Thierry Meynet, le précurseur
Celui qui a toujours été impressionné par l’illustre entraîneur autrichien Karl Frehsner a été l’un des premiers à s’exporter à l’étranger au milieu des années 1990. Sur les bons conseils de Théo Nadig, ex-directeur de l'équipe de France, il rejoint la Suisse en 1994 pour prendre la responsabilité de l’équipe féminine de slalom en Coupe du monde. Thierry Meynet y passera quatre années jusqu’aux Jeux de Nagano avant d’aller vivre une nouvelle expérience au Canada, jusqu’en 2003. De retour en France, il contribue à l’éclosion de pépites comme Jean-Baptiste Grange avant de revivre une nouvelle aventure en Suisse pour s’occuper des jeunes. Depuis 2015, cette figure du milieu unanimement reconnue par ses pairs coache toute une génération de talents helvètes en Coupe du monde : Ramon Zenhaeusern, Loïc Meillard, Daniel Yule, Tanguy Nef…
“Je suis fier de mon parcours, d’avoir travaillé dans trois pays différents et aujourd’hui je vis une belle aventure humaine avec les gars”, avant d'ajouter avec lucidité : “Ces opportunités à l’étranger m’ont appris ce qu’était le métier d’entraîneur, que ce n’était pas toujours facile. C’est aussi grâce à elles que j’ai pu durer dans le temps.”
Italie, Suisse, Suède : Jacques Théolier le voyageur
Lui aussi est une véritable figure du ski alpin français. Jacques Théolier a également franchi le pas de l’expatriation à la fin des années 2000. Après dix ans dans l’Hexagone, il est contacté par le chef de l’équipe d’Italie de slalom en 2010. Il décide de traverser les Alpes et d’apporter sa pierre à l’édifice pendant cinq saisons. Un break et une expérience rapide en Suisse plus tard, il est contacté par la Suède. Il découvre alors une autre culture, une autre mentalité et une autre organisation.
“La France et l’Italie c’est assez similaire, la Suisse c’est un peu différent mais la Suède c’est un autre monde”, détaille-t-il. “Depuis des années, il y avait un système où les enfants étaient rois. Cela se poursuivait à l’adolescence et même après lorsqu’ils étaient devenus des athlètes. On m'a demandé d'arriver avec ma façon de faire, pendant deux ans ça s'est bien passé et à la fin c'était un peu tendu, ils en avaient marre que je sois directif. Mais ça a payé, on a fait deux très belles saisons (avec une médaille d’or olympique obtenue par André Myhrer en 2018, NDLR). Ça a été une super belle expérience de travailler là-bas.”

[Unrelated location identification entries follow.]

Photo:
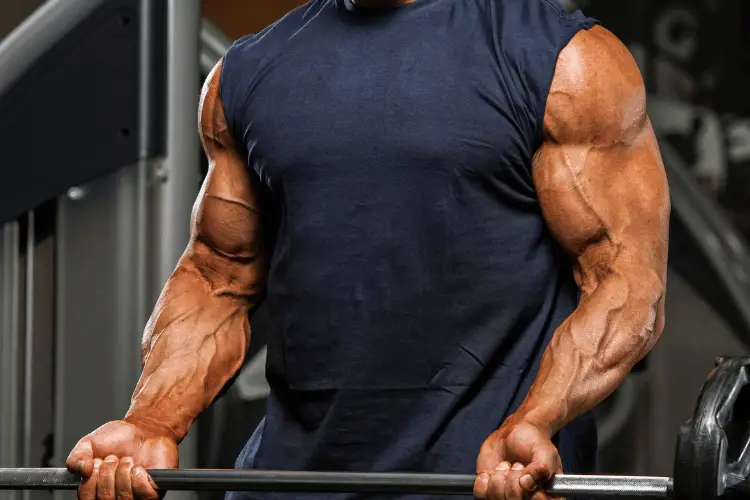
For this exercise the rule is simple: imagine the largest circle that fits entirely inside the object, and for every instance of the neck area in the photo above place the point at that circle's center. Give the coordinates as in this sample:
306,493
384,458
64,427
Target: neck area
380,4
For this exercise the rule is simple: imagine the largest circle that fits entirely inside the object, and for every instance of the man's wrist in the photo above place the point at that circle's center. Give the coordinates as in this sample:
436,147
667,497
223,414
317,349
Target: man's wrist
152,422
543,416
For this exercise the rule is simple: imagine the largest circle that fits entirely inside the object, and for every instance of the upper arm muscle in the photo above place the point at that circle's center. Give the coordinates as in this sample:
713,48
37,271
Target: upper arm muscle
599,174
226,241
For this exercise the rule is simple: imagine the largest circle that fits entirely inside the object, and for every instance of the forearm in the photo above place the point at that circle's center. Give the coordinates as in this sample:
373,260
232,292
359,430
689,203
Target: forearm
194,343
590,354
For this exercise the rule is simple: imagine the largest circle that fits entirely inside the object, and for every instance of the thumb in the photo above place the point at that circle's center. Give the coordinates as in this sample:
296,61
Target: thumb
488,460
539,471
81,459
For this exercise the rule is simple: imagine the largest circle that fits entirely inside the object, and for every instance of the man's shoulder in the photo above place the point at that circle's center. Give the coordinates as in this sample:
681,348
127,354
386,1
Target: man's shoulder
279,33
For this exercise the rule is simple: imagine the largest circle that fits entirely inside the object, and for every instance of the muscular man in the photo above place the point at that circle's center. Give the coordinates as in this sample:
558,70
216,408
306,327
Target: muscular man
456,213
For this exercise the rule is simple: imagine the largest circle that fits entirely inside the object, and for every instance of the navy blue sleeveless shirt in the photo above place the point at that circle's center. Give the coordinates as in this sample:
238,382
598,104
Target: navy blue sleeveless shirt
413,284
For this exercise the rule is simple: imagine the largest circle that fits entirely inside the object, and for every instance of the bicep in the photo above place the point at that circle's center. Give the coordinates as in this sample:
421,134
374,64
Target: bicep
227,217
599,174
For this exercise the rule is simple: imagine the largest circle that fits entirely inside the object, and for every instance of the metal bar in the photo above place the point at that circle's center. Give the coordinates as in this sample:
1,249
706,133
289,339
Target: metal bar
28,371
342,482
41,30
214,44
717,239
9,335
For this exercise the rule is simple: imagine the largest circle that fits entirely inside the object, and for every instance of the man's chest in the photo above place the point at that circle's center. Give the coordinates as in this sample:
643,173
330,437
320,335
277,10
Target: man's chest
425,103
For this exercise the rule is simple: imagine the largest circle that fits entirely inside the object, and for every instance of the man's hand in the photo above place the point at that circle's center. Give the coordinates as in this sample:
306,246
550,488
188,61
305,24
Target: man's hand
196,339
515,461
113,460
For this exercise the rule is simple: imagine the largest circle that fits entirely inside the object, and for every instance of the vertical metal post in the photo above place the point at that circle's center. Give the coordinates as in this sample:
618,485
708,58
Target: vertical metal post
28,364
9,343
145,135
182,162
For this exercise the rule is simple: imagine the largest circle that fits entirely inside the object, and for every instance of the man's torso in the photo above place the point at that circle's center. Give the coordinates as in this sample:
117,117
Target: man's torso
413,284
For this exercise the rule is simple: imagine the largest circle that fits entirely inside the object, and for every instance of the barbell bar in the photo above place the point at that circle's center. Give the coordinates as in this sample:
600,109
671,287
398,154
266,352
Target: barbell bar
342,482
712,462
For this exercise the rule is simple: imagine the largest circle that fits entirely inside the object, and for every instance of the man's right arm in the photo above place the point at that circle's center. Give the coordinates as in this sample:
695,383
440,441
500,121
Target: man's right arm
197,337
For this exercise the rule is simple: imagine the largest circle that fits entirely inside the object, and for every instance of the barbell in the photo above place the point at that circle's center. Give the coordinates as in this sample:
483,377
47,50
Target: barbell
712,462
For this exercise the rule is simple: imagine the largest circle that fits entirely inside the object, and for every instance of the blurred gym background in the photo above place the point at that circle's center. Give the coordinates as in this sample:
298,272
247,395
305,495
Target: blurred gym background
101,163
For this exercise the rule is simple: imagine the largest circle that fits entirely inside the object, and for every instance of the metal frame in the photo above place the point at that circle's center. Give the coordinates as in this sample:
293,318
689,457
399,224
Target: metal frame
9,330
718,240
214,44
37,34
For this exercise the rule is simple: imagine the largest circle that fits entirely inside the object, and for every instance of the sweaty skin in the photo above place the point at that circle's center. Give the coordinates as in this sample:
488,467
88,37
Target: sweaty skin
198,334
603,192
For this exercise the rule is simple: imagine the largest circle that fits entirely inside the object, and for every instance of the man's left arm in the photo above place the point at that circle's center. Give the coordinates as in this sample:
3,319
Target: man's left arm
603,192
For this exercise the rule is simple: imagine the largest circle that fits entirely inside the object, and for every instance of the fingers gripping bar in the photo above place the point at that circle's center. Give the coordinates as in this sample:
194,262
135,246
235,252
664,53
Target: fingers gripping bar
712,462
340,482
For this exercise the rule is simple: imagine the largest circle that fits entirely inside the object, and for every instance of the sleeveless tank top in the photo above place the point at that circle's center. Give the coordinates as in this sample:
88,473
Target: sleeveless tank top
413,283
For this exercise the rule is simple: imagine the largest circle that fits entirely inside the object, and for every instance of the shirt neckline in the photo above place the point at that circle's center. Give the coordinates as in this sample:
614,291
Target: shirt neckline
362,11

Aujourd’hui, le Savoyard de 59 ans a retrouvé les slalomeurs italiens (Manfred Moelgg, Alex Vinatzer, Stefano Gross, Giuliano Razzoli (champion olympique avec Jacques Théolier en 2010) avec qui il espère bien décrocher une médaille lors de ces Mondiaux.

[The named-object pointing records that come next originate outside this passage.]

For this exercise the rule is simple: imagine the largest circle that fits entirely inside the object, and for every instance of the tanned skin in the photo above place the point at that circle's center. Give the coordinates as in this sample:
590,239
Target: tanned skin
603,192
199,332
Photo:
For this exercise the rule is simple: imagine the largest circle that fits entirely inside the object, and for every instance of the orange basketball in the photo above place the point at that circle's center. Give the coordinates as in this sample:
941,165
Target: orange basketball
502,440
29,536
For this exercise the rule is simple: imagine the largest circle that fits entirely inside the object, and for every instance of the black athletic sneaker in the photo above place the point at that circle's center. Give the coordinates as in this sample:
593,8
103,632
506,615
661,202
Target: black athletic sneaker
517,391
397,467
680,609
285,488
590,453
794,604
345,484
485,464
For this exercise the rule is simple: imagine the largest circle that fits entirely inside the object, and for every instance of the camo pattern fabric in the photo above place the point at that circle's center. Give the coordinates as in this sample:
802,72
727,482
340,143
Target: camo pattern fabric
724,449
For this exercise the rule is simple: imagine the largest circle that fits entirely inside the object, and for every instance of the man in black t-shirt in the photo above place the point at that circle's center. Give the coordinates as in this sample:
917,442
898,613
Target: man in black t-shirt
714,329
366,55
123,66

Raphaël Burtin et la Belgique, “un concours de circonstances”
À la différence de Thierry Meynet et Jacques Théolier, rien ne prédestinait Raphaël Burtin à devenir entraîneur. Skieur en équipe de France jusqu'en 2009, il se retire du circuit et reçoit à l'automne 2010 une proposition d'encadrement de stage au ski club de Malmedy, en Belgique. Parmi les enfants qu'il est amené à faire progresser durant ces dix jours de stage, l'un d'entre eux lui tape dans l'oeil.
"Il s'appelait Armand, il avait 12 ans à l'époque. Ses parents ont fait le maximum pour que je devienne son entraîneur à temps plein. Je quittais le haut niveau, je voyais qu'il pouvait être aussi bon que les meilleurs français alors qu'il skiait 25 jours par an. À partir de là on s'y est mis sérieusement."
En 2016, Armand Marchant devient le premier skieur né en 1997 à marquer des points en Coupe du monde lors d'un slalom à Val d'Isère, devançant les Clément Nöel ou Albert Popov. Trois semaines plus tard, une lourde chute à Adelboden entraînera une très grosse blessure au genou. Opéré sept fois pour réparer son plateau tibial, il restera à l'écart de la compétition pendant deux ans avant de revenir l'année dernière en Coupe du monde et gratter une 5e place à Zagreb au bout de sa 4e course.
On peut aussi évoquer l'expérience de l'aîné de la fratrie Burtin, Nicolas, qui a probablement permis d'orienter son cadet. L'ancien descendeur français aux 98 courses en Coupe du monde est en charge de l'équipe de Finlande, petite fédération qui accueille une épreuve de Coupe du monde (Levi). "Ce n'est pas un entonnoir énorme, confie Raphaël, il n'y a pas beaucoup d'habitants. Mais ça ne l'empêche pas lui aussi de pouvoir compter sur des talents." L'exemple le plus récent est celui de Rosa Pohjolainen, 17 ans, qui s'est illustrée en début de saison à Levi, justement.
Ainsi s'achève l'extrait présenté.